The subroutine analysis algorithm looks to see if the argument list entry in the cache that corresponds with the current loop counter is a subset of the input argument range 15. If the value is not in the range, the loop counter increments and the loop begins again asking if the loop counter is still less than the total number of arguments 25. If the cached argument that corresponds with the loop counter is a subset of the IAR 15, the argument is sent to be processed though the subroutine simulation algorithm, and the resulting interval is then unioned with the interval value previously in the SER 20. L then increments and the loop again asks if the loop counter is less than the total number of arguments 25. This continues until all arguments are examined 10.

FIG. 2 illustrates how to load the return value from the cache. The first step is to load the input argument range (IAR) 30. This is a specific argument list input by the user. It is unlikely that there is a precached list that exactly fits this input. The system will seek cached entries that together would satisfy the IAR and then union them together.

The initial variables are reset. The loop counter L is set to zero (0) 35. The value of N is set to the number of cached argument lists 35. This number of cached argument lists is computed before the simulation begins the analysis.

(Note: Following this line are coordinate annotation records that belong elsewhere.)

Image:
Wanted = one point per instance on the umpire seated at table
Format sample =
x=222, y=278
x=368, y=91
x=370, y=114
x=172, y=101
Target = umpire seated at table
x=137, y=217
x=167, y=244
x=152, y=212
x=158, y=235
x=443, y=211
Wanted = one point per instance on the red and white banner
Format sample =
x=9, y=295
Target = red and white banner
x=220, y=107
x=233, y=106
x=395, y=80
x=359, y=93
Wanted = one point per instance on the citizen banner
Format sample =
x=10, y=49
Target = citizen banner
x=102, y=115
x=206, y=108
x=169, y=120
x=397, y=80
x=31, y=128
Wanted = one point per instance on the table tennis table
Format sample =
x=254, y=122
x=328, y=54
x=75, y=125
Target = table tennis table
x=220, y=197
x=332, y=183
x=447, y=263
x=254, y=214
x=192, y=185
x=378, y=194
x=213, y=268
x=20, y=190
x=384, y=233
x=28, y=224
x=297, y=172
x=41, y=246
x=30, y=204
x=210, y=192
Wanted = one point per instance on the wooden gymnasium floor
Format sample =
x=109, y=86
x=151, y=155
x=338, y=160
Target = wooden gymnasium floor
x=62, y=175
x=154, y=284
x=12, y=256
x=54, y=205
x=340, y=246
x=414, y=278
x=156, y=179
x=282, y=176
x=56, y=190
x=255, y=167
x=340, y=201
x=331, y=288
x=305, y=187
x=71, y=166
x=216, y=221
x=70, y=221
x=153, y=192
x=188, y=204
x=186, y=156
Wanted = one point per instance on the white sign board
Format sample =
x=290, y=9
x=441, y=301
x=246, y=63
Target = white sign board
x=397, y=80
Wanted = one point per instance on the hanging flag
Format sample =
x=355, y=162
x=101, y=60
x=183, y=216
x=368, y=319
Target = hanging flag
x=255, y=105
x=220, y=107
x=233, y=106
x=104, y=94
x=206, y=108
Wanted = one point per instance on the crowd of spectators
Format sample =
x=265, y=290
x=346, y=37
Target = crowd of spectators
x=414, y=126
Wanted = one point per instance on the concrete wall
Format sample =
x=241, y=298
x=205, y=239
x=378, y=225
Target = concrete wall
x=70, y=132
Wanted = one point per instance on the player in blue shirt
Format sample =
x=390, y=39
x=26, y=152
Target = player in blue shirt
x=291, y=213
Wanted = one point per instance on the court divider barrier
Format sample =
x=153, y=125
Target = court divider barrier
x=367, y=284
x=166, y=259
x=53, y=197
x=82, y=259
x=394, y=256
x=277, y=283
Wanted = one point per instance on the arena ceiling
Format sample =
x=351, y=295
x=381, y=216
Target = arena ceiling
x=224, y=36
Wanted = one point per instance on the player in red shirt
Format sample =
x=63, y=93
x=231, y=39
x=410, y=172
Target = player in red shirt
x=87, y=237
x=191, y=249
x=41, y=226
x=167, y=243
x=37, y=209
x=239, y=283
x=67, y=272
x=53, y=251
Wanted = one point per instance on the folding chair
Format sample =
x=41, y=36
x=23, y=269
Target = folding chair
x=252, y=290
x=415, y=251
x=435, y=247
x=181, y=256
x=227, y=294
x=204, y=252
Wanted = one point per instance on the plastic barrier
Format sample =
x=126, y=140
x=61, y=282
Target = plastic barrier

R is an empty interval that will be filled during the course of subroutine simulator algorithm execution 35. When the loop begins, the algorithm will look to see if the loop counter is less than the number of arguments (N) 10. If the loop counter is equal to or more than the number of loop arguments, then the results listed in the R interval are the retuned results 45. If the loop counter is still less than the number of arguments, the loop continues 10.

The subroutine simulation algorithm looks to see if the argument list entry in the cache that corresponds with the current loop counter is a subset of the input argument range 15. If the value is not in the range, the loop counter increments and the loop begins again asking if the loop counter is still less than the total number of arguments 25. If the cached argument that corresponds with the loop counter is a subset of the IAR 15, then the interval is then unioned into the interval of R along with whatever value might have previously been in interval R 40. L then increments and the loop again asks if the loop counter is less than the total number of arguments. This continues until all arguments are examined 25.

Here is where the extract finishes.